韓米外相が電話会談 韓日問題に米国が仲裁

【ソウル聯合ニュース】韓国外交部が12日、尹炳世(ユン・ビョンセ)長官とケリー米国務長官が前日夜に電話で会談したことを明らかにした。昨年末に韓国・釜山の日本総領事館前に旧日本軍の慰安婦被害者を象徴する少女像が設置された問題で韓日関係の悪化が懸念される中、事態の早期収拾に向け米国が仲裁に乗り出したと受け止められている。

 外交部によると、電話会談は米国側の要請で約15分間行われた。

 ケリー氏は韓国政府が慰安婦問題をめぐる2015年末の韓日合意をこれまで誠実に履行し、最近韓日間に生じた「難しい状況」にも節度ある対応をしていると評価した。この1年間で韓日関係の改善が進んだとし、最近両国間に懸案はあるものの両国関係が未来志向的に発展し、韓米日の協力が持続することを期待すると述べた。また、米国は今後も韓日関係の改善と韓米日協力の増進に向け必要な役割を果たしていくとした。
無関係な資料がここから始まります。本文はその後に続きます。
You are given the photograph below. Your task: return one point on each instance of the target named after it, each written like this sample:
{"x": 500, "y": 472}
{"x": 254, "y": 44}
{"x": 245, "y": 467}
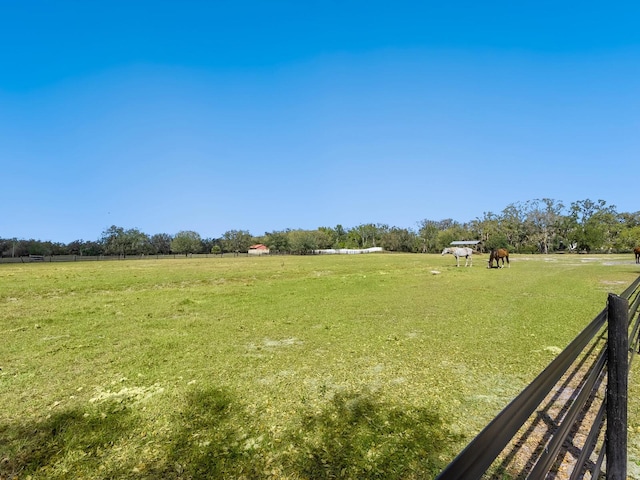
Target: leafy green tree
{"x": 161, "y": 243}
{"x": 592, "y": 224}
{"x": 428, "y": 234}
{"x": 278, "y": 242}
{"x": 118, "y": 241}
{"x": 302, "y": 242}
{"x": 236, "y": 241}
{"x": 186, "y": 241}
{"x": 399, "y": 240}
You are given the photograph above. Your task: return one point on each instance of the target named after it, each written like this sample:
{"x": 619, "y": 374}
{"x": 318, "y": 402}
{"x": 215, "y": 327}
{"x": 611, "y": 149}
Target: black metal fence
{"x": 573, "y": 416}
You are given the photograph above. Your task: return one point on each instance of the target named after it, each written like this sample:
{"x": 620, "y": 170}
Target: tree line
{"x": 535, "y": 226}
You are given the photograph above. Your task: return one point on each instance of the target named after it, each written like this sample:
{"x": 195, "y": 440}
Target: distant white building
{"x": 258, "y": 249}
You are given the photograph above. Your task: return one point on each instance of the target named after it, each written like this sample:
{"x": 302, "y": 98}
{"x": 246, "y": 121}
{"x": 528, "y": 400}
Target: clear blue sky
{"x": 260, "y": 115}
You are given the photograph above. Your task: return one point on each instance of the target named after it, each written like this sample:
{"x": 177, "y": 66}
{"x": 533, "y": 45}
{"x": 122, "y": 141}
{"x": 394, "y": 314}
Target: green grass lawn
{"x": 359, "y": 366}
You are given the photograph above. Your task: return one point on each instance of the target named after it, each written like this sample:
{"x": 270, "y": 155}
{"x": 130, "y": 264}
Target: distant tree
{"x": 186, "y": 241}
{"x": 161, "y": 243}
{"x": 118, "y": 241}
{"x": 398, "y": 239}
{"x": 236, "y": 241}
{"x": 428, "y": 234}
{"x": 278, "y": 242}
{"x": 302, "y": 242}
{"x": 592, "y": 224}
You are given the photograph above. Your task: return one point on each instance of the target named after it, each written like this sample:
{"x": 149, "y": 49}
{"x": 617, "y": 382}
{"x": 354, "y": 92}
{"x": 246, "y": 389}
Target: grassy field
{"x": 362, "y": 366}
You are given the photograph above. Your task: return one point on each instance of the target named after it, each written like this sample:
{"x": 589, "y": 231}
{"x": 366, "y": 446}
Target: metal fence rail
{"x": 590, "y": 357}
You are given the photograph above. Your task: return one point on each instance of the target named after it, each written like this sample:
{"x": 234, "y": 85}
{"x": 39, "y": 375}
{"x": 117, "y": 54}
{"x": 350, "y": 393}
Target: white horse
{"x": 465, "y": 252}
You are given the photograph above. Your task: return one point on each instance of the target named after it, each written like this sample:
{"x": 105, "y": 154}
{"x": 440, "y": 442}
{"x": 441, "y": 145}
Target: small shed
{"x": 258, "y": 249}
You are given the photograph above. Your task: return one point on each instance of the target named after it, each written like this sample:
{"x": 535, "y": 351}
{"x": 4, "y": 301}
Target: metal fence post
{"x": 617, "y": 387}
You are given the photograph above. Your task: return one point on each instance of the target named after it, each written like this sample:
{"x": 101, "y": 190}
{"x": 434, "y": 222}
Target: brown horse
{"x": 497, "y": 255}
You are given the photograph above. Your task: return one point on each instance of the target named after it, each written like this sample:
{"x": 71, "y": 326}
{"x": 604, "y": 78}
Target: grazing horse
{"x": 497, "y": 255}
{"x": 460, "y": 252}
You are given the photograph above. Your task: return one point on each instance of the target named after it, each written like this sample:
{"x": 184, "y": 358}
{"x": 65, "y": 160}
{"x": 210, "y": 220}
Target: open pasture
{"x": 356, "y": 366}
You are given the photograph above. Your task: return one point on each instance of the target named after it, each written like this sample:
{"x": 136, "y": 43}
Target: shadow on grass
{"x": 357, "y": 436}
{"x": 65, "y": 440}
{"x": 212, "y": 436}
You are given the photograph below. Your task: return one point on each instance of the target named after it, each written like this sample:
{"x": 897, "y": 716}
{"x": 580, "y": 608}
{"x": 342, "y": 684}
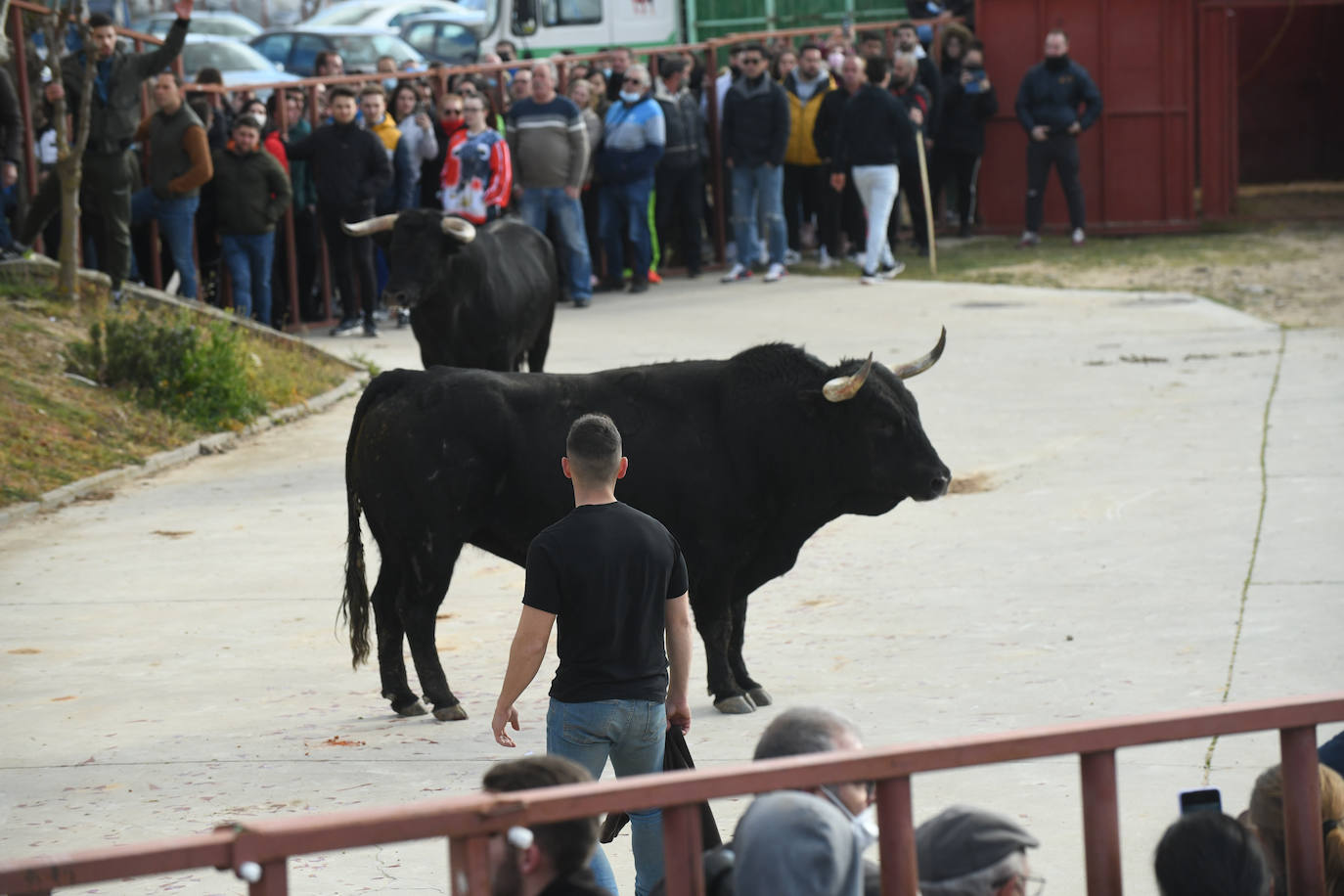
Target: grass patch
{"x": 57, "y": 428}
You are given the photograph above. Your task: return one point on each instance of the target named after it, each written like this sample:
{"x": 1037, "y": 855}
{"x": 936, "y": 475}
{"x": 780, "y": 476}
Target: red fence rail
{"x": 470, "y": 821}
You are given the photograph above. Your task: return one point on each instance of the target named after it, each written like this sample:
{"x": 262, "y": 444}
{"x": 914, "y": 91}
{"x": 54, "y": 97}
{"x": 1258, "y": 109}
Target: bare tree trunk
{"x": 70, "y": 157}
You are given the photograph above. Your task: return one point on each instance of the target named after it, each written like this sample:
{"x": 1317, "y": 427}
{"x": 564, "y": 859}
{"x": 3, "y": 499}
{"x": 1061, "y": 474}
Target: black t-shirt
{"x": 606, "y": 571}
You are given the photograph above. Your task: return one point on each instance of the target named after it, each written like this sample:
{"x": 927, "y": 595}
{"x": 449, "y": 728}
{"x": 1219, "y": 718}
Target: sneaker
{"x": 736, "y": 273}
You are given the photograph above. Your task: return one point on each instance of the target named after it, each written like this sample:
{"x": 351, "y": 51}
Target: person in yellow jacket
{"x": 804, "y": 175}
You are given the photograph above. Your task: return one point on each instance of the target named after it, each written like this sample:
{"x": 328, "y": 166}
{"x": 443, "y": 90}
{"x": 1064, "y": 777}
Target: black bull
{"x": 742, "y": 460}
{"x": 478, "y": 295}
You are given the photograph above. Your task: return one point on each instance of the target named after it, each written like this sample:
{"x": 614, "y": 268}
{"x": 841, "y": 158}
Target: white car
{"x": 376, "y": 14}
 尹氏は「状況の悪化をもたらす言動を自制するように」という黄教安(ファン・ギョアン)大統領権限代行首相の発言の趣旨などを説明した上で、韓日合意の趣旨と精神を尊重することが重要との姿勢をあらためて示した。韓国政府としては今後も韓日関係の未来志向的な発展に向け努力していくと述べた。

 両氏はこのほか、北朝鮮と北朝鮮核問題の状況、北東アジア情勢などについても意見を交わした。北朝鮮に対する強力な制裁と圧力を続け、堅固な韓米連合防衛態勢を維持して北朝鮮に非核化を選択させるよう、韓米の協力が必要だと強調した。韓米同盟は米新政権発足後も持続的に発展すべきとの認識でも一致したという。

 外交部は、米国は新政権発足を控えており、これが両外相による最後の電話になるだろうと伝えた。